Malang, www.beritamadani.co.id – Teror terhadap Francisca Christy Rosana wartawan desk politik dan host siniar Bocor Alus Politik Tempo, yang viral dalam dua hari ini, membuat para wartawan se Indonesia terkejut. Opini pun berkembang mengomentari kejadian teror kepala babi. Ada yang menganggap upaya pemberangusan jurnalis yang kritis, dan ada kekhawatiran gaya-gaya orde baru yang mulai muncul yang membahayakan kebebasan Pers. Oleh karena itu khusus kasus ini mari kita sikapi bersama selaku insan Pers. Menurut saya kasus ini membawa pesan sangat mendalam yaitu “wartawan jangan sok suci”. Kamis (20/3/2025)
Dasar opini saya melihat dari sisi agama yang saya yakini, kepala babi merupakan simbol kenajisan pada Perjanjian Lama (PL). Babi merupakan binatang pemakan semua, bahkan bangkai pun dimakan. Orang yang bersentuhan dengan babi akan dinyatakan haram, apalagi memakannya. Kira-kira narasi dan pesan kenajisan dari binatang babi itu yang ingin dibawa oleh si peneror.
Wartawan kompeten akan menulis dari hasil investigasi kasus dan diangkat dalam pemberitaan tentunya melalui proses investigasi yang mendalam. Pengumpulan data, konfirmasi nara sumber, analisa dan hasil akhirnya tentunya laporan investigasi. Menaikkan pemberitaan pun tentunya wajib dengan konfirmasi dan bila ada masalah, wajib memberikan kesempatan hak jawab. Dari standart investigasi inilah yang mungkin ada yang kurang pas, bahkan terlewat. Kita jangan ceroboh dan terlalu percaya diri, akibatnya bisa blunder.
Pernyataan Ketua DP dalam kasus ini yang dinaikkan di Tempo, pada 20/3/2025, bahwa peneror dalam kondisi terpojok. Menurut opini saya detailnya; peneror gusar, khawatir, tersinggung, peneror memiliki cara pandang sendiri terhadap apa yang dilakukan kepada wartawan yang diteror. Apapun yang dinyatakan, baik tulisan maupun pernyataan, dianggap menyakiti dan melukai hatinya, juga merugikan kelompoknya. Ia (peneror-red) tidak memiliki keberanian untuk berhadapan langsung, karena sangat beresiko. Bisa saja ketakutan ketahuan siapa yang menyuruh dan otak di belakang mereka.

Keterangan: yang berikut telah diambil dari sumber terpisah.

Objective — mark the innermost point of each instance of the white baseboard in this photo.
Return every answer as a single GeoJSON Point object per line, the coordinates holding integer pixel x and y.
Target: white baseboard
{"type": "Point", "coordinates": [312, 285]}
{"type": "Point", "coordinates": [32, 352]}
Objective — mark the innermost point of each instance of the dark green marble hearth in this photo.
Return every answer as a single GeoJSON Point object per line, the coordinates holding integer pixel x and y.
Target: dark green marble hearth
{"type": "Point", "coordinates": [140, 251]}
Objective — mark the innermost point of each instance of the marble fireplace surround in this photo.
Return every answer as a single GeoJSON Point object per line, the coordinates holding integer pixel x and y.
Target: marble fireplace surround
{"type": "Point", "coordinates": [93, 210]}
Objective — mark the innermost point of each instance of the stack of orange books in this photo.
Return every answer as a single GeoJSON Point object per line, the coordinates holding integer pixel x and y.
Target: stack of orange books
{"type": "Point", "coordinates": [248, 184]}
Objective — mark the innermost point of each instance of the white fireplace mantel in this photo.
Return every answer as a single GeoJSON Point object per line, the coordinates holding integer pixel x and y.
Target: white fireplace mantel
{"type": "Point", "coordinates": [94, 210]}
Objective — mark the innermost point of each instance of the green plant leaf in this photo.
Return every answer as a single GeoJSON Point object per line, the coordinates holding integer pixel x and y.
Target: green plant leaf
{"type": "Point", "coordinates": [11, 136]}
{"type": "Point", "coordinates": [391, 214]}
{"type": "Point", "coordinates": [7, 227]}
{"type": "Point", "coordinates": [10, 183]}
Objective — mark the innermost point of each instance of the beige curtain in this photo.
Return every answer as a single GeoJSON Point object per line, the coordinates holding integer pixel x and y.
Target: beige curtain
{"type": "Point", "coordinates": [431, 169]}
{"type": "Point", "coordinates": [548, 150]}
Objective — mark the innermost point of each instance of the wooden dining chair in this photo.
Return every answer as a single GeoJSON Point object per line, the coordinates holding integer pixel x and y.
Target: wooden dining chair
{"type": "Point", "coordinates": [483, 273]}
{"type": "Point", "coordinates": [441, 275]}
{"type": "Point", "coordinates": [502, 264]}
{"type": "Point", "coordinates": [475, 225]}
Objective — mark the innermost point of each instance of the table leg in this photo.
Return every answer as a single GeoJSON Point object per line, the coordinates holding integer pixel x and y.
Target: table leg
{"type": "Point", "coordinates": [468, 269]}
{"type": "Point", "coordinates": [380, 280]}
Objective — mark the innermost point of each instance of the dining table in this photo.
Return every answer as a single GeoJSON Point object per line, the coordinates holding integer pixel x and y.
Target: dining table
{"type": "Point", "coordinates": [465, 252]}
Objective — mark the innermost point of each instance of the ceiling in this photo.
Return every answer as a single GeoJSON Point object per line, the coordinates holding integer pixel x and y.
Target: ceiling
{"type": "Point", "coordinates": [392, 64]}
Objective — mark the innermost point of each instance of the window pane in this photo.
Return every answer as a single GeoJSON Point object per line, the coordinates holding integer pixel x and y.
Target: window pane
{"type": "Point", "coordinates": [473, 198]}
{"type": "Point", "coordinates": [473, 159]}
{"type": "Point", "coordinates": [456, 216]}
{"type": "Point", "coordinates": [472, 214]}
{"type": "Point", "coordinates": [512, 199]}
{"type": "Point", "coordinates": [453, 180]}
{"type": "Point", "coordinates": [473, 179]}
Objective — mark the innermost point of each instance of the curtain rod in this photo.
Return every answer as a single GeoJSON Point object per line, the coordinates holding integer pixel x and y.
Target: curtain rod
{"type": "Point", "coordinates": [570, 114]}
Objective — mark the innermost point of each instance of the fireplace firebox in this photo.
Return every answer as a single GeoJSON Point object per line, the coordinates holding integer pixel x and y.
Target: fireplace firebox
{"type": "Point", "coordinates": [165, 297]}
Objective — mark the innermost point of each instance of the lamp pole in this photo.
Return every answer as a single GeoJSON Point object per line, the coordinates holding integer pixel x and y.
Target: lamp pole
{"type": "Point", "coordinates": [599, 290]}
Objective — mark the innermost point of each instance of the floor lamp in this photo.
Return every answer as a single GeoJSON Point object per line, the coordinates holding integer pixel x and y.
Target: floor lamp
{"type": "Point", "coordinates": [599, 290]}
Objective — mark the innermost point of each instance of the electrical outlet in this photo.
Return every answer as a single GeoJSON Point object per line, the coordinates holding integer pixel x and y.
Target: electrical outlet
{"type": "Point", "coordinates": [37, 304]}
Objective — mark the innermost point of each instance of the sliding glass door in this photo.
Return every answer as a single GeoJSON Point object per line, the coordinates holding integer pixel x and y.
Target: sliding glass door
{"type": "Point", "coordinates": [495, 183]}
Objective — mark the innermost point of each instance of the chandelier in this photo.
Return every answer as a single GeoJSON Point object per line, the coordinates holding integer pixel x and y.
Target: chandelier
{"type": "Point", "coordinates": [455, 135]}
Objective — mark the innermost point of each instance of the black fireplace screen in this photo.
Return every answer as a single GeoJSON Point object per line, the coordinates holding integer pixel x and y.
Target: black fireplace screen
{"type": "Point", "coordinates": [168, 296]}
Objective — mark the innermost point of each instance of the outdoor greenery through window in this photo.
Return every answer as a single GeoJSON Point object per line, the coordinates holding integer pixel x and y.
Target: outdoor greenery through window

Missi Teror kepala babi pun akhirnya dilakukan oleh peneror. Menurut saya memiliki makna peneror membawa pesan dan mengingatkan bahwa para wartawan pun tidak semuanya suci. Masih banyak yang penuh dengan kenajisan. Pesan lain bisa saja, jangan merasa sok suci, kamu pun masih seperti babi semua dimakan, baik makanan yang segar, bangkai juga dimakan. Simbol dari keserakahan.

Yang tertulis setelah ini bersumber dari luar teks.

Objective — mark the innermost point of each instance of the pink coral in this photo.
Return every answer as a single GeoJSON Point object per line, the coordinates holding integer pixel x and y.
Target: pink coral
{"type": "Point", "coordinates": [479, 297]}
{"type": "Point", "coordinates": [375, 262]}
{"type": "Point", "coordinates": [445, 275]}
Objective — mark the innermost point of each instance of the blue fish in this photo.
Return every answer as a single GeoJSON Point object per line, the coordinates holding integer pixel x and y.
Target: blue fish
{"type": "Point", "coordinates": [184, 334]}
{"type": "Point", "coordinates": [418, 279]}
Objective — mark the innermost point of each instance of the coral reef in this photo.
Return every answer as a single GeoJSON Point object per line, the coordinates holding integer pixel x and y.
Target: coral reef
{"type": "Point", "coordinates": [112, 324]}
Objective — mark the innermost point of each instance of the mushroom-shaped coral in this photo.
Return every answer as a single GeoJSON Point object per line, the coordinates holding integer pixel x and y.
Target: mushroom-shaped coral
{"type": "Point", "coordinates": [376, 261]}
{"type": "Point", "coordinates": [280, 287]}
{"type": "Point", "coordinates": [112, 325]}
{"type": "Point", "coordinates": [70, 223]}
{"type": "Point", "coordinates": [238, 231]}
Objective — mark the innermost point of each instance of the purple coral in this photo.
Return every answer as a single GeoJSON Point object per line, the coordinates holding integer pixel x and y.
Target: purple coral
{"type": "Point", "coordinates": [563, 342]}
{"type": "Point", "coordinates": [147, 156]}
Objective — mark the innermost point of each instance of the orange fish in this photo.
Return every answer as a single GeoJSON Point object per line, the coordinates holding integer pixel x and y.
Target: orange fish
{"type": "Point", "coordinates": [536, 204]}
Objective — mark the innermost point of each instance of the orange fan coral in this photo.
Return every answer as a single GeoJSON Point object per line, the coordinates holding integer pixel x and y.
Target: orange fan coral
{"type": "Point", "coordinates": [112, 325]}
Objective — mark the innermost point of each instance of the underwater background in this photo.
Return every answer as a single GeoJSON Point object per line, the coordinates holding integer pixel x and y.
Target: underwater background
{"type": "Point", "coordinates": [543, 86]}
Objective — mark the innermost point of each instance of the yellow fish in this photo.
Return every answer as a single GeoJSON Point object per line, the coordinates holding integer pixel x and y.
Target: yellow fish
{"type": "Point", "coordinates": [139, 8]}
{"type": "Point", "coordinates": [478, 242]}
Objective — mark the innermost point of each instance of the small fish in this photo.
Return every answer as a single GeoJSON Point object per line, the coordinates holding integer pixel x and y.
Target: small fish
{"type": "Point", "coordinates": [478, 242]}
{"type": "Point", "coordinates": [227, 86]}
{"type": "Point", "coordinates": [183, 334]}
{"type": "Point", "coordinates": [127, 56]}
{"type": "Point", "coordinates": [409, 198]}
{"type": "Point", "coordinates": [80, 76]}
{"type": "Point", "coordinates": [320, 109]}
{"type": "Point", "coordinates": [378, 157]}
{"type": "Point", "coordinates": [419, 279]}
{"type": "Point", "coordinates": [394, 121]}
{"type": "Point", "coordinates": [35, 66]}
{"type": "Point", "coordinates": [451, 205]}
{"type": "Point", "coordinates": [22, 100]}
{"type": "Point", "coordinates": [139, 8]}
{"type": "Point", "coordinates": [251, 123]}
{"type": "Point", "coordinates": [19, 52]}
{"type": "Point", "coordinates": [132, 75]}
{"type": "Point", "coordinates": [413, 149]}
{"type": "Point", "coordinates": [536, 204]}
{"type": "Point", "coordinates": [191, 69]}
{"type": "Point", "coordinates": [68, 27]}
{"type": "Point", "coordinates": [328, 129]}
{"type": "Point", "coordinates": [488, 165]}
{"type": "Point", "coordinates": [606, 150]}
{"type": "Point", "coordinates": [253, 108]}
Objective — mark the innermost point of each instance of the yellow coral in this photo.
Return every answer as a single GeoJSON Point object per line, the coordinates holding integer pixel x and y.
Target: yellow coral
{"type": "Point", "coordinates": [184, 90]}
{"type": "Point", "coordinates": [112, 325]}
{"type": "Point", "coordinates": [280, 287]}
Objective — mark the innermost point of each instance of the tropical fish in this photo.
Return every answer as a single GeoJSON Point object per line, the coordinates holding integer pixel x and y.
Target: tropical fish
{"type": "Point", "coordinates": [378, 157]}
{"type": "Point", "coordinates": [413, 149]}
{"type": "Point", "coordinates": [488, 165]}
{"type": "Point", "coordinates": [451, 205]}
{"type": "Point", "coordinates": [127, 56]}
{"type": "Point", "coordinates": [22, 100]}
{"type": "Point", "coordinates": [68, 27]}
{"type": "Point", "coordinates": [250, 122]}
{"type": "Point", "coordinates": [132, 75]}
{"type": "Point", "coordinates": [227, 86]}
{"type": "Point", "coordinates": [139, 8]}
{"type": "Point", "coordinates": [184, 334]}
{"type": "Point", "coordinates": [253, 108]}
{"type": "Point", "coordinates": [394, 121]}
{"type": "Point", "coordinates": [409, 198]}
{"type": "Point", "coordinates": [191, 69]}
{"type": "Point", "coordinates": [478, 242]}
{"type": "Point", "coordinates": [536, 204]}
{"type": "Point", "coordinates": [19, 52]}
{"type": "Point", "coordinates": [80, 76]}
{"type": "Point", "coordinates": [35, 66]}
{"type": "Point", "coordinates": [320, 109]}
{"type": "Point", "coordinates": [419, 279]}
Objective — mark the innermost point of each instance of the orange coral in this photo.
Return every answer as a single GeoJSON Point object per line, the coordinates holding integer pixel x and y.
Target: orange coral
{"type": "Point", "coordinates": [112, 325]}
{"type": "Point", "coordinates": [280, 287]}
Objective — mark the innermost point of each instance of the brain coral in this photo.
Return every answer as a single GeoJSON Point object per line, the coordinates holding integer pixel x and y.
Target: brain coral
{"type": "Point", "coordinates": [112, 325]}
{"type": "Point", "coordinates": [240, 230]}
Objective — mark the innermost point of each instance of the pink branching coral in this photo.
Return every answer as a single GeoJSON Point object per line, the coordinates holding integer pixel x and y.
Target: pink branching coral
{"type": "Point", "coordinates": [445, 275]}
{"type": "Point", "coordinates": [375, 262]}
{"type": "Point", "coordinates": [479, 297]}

Saya setuju bahwa siapapun yang melakukan ancaman dengan teror, wajib dihukum sebagaimana mestinya sesuai Pasal 18 ayat (1) UU Pers No.40 Tahun 1999, harus ada effect jera. Bahkan Satgas Kekerasan DP wajib turun membela. LPSK juga wajib turun mendampingi. Karena bila dibiarkan akan berdampak terhadap kebebasan Pers di Indonesia ini. Secara personal, yang diteror merasa tidak aman, cemas, takut, menulis maupun wawancara jadi enggan, juga merasa ada pembiaran karena kejadian sudah berulang. Aparat harus bertindak tegas, segera menangkap pelaku teror kepala babi tersebut.
Kemudian apa yang harus kita lakukan selaku wartawan dimana bekerja penuh dengan resiko. Biapun kita bekerja dilindungi UU Pers Nomor 40 tahun1999, Pasal 8, kita harus bekerja dengan sikap kehati hatian, sesuai KEJ, wartawan harus pegang azas praduga tidak bersalah. Pernyataan kita, tulisan kita jangan subyektif, harus berdasarkan fakta. Ada sebab pasti ada akibat kawan, terus tingkatkan kompetensi kita biar menjadi wartawan yang kompeten, biapun belum 100% suci tetapi semua yang kita kerjakan berkenan di hadapan Tuhan YME, sesuai dengan iman kita masing-masing.
Penulis: David Kusuma, S.T., M.Miss. (Waka SMSI Malang Raya, Ketua Mandat PJS Kota Malang, Waka LP2BN Malang Raya)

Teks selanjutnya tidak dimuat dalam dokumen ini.